Last week, the Australian central bank dropped interest rates, already at their lowest in history, to a new low of 0.75 percent.
India also cut its rates again last week, bringing them down to 5.15 from 5.40 percent in hopes of propping up their slowing economy.
With auto and motorcycle sales dramatically down, consumer spending markedly slowing, and fears of a cash crunch, India’s central bank tweeted out assurances that there will be “plenty of dough for depositors.” They claimed the reports of bank instability were “rumors.”
China, the world’s second-largest economy, posted its slowest economic growth since 1990. To date, government measures have failed to reverse the trend.
Refusing to aggressively lower rates, Chinese attempts to boost the economy with fiscal policy, such as infrastructure spending, have failed. Infrastructure investment is up only 4 percent from January to August compared with 20 percent only two years ago.
Moreover, Chinese private bond defaults are up 60 percent in the first eight months of the year.
In Europe, in addition to playing the monetary stimulus card, the European Central Bank’s President Mario Draghi called for “unity,” urging member states of the Eurozone to commit to fiscal spending.
Numerous European nations, including Germany, which is slowing into recession, however, are opposing the ECB’s stimulus mandate.

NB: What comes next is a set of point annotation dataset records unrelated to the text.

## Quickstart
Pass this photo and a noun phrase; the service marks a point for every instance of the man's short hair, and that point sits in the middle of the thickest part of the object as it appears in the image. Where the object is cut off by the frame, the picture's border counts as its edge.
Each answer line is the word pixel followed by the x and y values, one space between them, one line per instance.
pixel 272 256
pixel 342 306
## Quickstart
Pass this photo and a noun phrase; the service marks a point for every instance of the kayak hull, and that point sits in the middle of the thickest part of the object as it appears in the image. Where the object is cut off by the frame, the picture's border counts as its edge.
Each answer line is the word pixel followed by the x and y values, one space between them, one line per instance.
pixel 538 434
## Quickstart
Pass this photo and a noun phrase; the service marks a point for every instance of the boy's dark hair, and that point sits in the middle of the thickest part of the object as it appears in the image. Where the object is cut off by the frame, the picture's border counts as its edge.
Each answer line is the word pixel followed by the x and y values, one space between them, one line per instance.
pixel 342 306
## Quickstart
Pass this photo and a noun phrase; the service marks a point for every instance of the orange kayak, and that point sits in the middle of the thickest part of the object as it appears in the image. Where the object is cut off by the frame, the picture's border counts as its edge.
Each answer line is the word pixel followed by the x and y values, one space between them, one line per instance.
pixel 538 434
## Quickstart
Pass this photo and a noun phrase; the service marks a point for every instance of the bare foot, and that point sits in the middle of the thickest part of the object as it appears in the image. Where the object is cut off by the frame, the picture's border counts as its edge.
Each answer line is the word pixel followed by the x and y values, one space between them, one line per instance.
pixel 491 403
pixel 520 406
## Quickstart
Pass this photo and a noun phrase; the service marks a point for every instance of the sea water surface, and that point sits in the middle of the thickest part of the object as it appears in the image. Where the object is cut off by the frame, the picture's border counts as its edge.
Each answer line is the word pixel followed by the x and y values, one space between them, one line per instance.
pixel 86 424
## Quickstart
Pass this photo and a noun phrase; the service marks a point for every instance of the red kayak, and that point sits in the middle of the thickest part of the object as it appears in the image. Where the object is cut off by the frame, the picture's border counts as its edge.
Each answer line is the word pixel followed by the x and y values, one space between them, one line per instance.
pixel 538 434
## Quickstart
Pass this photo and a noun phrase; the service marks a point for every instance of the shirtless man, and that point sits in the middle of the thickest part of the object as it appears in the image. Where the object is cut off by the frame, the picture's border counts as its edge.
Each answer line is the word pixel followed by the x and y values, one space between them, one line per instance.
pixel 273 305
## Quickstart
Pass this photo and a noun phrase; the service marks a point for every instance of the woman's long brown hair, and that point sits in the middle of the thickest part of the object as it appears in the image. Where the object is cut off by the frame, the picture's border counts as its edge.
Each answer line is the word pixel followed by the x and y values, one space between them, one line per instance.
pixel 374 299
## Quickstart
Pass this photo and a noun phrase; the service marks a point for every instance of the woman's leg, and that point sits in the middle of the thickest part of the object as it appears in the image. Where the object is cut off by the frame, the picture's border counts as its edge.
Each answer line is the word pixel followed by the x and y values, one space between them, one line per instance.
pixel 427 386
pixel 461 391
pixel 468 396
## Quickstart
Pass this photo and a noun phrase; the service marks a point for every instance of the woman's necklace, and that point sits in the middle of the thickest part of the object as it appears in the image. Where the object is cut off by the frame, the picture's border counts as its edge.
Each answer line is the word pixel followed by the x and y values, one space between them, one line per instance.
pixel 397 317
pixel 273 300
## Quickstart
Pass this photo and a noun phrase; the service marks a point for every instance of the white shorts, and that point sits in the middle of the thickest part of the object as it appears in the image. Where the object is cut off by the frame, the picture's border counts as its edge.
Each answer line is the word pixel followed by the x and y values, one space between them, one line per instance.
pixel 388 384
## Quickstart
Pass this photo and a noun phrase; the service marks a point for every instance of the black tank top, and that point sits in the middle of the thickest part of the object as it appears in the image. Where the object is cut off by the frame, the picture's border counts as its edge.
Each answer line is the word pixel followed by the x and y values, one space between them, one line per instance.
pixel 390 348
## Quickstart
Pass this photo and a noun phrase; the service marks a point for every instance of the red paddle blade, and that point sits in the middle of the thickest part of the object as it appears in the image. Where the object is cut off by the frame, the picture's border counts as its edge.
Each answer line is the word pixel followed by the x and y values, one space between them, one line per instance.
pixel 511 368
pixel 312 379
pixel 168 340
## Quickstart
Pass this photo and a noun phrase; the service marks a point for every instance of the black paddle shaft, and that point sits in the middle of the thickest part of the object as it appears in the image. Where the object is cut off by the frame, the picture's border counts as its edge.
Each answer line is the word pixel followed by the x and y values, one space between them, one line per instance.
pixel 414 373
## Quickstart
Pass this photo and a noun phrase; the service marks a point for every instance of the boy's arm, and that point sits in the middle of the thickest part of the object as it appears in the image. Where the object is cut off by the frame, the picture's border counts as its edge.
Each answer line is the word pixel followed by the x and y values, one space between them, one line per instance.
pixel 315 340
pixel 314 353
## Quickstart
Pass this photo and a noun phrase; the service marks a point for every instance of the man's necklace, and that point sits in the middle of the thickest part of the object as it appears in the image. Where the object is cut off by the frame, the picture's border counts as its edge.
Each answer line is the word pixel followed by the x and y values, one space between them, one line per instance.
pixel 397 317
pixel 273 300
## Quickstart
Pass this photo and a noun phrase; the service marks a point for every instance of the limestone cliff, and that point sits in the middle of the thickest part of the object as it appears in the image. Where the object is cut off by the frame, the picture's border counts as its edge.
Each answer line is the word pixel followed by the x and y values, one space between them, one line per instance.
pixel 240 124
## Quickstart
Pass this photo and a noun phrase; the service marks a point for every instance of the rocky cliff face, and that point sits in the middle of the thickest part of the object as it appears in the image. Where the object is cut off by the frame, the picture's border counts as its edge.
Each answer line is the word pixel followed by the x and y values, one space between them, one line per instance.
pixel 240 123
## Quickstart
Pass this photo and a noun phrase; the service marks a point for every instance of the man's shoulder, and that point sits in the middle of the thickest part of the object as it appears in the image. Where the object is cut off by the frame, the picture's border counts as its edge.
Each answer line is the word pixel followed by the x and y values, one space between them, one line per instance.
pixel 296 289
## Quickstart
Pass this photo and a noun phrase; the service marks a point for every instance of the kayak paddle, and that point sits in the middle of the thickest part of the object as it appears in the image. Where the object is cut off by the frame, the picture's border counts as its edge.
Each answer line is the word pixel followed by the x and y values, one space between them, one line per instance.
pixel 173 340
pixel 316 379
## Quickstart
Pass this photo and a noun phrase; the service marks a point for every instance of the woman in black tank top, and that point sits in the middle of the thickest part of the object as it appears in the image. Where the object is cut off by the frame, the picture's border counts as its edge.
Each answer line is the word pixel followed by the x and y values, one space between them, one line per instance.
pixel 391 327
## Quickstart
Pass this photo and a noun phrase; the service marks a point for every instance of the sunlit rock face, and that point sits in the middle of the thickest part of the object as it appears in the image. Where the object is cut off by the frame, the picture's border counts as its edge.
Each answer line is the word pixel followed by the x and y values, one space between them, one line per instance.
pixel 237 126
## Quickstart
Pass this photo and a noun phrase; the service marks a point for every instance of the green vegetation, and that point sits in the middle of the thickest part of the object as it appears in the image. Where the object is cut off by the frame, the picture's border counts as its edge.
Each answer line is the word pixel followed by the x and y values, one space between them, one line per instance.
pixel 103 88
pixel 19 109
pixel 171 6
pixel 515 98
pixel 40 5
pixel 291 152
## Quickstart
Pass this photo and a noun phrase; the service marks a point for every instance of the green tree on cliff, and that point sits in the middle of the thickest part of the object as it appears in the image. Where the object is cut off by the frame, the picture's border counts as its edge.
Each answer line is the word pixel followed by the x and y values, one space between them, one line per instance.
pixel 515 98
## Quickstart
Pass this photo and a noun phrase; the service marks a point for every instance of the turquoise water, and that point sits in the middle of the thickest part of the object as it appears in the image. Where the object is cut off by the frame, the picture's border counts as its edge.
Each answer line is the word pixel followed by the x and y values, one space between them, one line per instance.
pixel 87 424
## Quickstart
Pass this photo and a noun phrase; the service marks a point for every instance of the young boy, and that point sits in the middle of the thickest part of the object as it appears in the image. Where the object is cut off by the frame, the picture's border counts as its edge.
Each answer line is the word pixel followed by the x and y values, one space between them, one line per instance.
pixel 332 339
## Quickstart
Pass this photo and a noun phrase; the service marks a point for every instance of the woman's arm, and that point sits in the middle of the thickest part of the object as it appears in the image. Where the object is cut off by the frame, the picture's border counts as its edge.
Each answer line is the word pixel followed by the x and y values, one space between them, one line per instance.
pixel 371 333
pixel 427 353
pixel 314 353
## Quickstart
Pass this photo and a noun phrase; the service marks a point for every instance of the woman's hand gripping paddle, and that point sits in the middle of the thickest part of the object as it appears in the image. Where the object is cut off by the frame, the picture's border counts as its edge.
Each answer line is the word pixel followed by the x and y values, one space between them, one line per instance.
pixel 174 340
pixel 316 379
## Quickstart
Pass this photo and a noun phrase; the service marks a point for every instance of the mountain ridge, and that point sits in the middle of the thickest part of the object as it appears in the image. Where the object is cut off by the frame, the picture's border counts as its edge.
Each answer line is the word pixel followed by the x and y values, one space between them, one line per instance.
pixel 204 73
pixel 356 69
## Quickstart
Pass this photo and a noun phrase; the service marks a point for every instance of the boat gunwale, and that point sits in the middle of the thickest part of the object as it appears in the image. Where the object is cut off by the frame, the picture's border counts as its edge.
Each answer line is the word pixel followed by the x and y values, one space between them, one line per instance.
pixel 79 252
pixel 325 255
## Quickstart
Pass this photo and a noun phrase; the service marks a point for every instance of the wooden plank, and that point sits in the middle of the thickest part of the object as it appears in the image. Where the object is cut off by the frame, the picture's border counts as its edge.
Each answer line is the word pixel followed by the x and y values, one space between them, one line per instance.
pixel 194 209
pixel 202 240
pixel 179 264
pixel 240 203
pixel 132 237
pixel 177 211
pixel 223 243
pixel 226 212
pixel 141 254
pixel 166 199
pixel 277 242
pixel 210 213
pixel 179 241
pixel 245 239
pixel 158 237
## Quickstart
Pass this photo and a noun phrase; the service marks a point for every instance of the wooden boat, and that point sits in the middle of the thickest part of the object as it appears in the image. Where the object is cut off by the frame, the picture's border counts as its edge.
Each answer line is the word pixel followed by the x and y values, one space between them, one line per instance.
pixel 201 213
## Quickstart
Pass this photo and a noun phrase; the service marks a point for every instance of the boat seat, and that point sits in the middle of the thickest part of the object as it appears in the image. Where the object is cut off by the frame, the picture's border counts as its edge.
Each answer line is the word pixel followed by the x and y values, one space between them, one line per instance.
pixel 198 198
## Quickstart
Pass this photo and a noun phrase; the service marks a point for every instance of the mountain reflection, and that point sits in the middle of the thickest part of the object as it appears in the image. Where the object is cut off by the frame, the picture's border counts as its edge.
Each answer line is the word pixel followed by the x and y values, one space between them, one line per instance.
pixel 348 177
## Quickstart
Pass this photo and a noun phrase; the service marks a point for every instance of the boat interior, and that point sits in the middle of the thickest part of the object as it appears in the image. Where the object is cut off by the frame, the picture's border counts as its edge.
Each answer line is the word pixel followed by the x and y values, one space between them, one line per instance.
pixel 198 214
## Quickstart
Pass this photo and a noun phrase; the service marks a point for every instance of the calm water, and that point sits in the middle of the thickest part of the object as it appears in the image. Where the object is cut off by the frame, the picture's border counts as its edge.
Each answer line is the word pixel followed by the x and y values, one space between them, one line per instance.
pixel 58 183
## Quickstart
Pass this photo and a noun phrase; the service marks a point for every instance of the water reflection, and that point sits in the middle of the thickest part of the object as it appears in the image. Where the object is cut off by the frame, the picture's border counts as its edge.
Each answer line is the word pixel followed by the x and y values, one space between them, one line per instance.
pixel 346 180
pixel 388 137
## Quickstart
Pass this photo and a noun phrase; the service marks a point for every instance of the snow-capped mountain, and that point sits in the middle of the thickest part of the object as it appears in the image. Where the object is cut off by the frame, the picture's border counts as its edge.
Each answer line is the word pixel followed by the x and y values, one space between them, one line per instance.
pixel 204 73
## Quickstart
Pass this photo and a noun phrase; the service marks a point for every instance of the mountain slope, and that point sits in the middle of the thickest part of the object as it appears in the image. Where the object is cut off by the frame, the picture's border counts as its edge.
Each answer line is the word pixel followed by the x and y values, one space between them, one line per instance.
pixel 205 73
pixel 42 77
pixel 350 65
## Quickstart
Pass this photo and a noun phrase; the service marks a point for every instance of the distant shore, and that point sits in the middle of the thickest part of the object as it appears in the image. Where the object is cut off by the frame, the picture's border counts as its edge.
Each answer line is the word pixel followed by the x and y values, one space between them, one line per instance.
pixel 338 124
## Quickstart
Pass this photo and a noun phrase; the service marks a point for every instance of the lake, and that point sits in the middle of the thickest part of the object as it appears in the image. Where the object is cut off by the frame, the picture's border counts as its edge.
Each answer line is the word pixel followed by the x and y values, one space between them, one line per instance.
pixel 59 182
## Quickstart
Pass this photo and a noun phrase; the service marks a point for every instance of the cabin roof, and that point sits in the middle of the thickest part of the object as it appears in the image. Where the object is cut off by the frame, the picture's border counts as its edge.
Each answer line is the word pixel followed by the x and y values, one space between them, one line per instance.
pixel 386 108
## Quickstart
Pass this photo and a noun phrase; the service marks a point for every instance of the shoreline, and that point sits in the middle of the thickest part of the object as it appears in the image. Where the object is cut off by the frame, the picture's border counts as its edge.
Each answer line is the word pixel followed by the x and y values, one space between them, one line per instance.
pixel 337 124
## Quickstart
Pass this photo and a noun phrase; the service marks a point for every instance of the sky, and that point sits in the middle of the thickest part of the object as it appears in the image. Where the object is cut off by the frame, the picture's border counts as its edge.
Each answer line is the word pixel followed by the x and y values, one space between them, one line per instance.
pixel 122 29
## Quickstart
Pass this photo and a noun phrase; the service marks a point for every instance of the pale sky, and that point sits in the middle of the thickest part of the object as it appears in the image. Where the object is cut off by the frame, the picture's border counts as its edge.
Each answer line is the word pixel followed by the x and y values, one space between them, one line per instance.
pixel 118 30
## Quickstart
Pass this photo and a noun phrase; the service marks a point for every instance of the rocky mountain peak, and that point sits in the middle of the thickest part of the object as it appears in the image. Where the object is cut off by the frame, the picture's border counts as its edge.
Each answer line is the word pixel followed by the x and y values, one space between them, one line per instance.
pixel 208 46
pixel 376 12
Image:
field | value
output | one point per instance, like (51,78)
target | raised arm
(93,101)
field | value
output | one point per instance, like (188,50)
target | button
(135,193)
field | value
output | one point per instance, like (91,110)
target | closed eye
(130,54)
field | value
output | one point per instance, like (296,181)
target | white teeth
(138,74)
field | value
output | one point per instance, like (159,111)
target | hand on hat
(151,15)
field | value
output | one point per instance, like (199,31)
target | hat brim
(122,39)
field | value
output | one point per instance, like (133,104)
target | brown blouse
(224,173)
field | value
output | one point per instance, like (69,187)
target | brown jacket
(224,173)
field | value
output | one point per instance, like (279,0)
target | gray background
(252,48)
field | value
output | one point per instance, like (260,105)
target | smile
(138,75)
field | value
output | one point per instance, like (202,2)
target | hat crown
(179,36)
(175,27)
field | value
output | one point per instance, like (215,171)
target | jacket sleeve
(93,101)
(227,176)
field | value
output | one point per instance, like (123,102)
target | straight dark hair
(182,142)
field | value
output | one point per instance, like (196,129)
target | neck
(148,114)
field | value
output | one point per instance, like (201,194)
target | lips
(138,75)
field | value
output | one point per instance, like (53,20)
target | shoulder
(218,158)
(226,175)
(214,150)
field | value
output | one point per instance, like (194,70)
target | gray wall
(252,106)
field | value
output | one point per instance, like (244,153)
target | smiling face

They want to keep their budgets balanced and are not willing to drag their nation into debt.
On the bankster side, to boost fees lost because of low interest rates, down about 20 percent this year, banks increased their lending to corporations eager to borrow cheap money.
Thus, the $250 trillion global-debt bubble continues to swell.
TREND FORECAST: Be it monetary or fiscal stimulus, it’s becoming increasingly clear that neither measure – although they might temporarily boost sagging economies – will not reverse the oncoming “Greatest Depression.”
We forecast that U.S. equities, however, have topped out, and, as the impeachment process against President Trump accelerates, it will push them much lower.
Further, as economies continue to decline, social unrest will dramatically escalate, as evidenced in nations from South America to Africa, from Asia to the Middle East, and from Europe… soon to the United States.